If you go fast in the gym, you feel it the next day with every step you take. Fortunately, you can reduce the pain with some simple tricks.
Pain is nice. That is how the saying goes. Muscle pain makes you feel satisfied, but can get in the way of your daily activities. Not being able to climb the stairs, not reach the upper shelves in the supermarket or end with stomach ache while laughing. Consequences of your hard work in the gym. Well done, but how can you get rid of the pain?
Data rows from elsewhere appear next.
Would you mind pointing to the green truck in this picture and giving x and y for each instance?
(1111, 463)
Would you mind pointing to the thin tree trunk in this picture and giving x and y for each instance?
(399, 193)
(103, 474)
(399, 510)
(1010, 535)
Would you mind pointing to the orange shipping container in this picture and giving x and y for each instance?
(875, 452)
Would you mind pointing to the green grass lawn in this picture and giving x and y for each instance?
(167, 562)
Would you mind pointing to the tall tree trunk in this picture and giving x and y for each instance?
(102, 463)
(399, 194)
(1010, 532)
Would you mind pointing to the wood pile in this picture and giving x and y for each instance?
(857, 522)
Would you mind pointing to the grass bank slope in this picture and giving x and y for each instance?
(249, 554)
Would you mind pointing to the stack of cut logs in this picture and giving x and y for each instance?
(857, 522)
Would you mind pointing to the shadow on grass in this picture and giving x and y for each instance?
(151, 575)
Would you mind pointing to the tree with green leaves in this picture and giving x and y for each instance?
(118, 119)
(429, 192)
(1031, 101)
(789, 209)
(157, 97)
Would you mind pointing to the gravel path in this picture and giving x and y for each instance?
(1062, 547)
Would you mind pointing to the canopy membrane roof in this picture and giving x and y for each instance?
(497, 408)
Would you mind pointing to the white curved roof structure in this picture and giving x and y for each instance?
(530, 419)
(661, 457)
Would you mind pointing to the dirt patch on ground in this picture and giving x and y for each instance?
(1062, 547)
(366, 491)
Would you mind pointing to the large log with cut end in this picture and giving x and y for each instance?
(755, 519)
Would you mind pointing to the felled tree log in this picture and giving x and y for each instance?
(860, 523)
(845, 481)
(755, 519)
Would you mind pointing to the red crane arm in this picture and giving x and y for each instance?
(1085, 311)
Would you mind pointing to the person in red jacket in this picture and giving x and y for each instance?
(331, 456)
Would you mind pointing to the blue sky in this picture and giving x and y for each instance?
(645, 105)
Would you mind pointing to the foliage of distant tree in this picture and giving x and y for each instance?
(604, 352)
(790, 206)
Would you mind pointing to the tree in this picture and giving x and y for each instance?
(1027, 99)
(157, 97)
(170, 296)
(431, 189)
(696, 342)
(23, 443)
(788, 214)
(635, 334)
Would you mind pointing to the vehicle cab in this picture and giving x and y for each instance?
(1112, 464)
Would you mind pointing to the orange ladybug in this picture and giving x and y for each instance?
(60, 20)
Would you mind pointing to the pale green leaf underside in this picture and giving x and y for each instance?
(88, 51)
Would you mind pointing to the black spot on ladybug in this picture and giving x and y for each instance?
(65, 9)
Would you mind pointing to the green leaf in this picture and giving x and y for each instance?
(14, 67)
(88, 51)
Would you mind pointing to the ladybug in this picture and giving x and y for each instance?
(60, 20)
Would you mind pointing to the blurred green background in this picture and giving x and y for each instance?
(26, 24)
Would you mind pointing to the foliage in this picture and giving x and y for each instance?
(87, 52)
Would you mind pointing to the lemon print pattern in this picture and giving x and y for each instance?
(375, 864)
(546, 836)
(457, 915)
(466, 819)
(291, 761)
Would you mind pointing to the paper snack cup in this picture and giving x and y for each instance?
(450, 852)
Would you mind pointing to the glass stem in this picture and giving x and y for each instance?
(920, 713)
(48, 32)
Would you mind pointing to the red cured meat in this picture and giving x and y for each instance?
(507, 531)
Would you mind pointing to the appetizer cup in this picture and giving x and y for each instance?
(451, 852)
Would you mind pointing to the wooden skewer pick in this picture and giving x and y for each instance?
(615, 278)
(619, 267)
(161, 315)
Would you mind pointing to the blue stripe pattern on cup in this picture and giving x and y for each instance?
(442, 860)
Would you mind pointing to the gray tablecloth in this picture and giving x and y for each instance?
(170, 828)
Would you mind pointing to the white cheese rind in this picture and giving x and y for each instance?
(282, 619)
Muscle pain can have various causes, but the type of muscle pain we are talking about here is the pain you get after exercise. If you feel a burning sensation in muscles almost immediately after exercise, this is caused by lactic acid. This is due to a lack of oxygen in your muscle fiber and you call immediate soreness. Muscle pain that you experience later, 2448 hours after exercise, is what you call delayed onset muscle soreness, simply DOMS. This is caused by small cracks in the connective tissue of your muscles when they are under pressure. Cracks in your muscle do not sound great, but this is part of training and is even crucial to grow and become stronger. Your body wants to repair those cracks in the connective tissue and that leads to muscle pain. You cannot completely remove that pain, but you can do things to make it less.
1. Drinking water
Drinking an extra glass of water won't hurt anyway, but if you have muscle aches, this is a good idea altogether. If you drink enough, your blood will be thin enough to storm properly. As a result, your body is better able to transport nutrients and waste. Drinking water helps with the removal of waste products that cause your muscle pain.
2. Foam rolls
Not everyone is a fan of this fitness tool, but it can really help you against muscle pain. Foam rolls work as a massage over your muscles, so your body can remove waste faster. It has a positive effect on blood flow and it makes your muscles flexible. The moment you start rolling foam, this can actually be painful. If you put this through, you will be grateful later. Your muscles feel better afterwards and the muscle aches disappear faster.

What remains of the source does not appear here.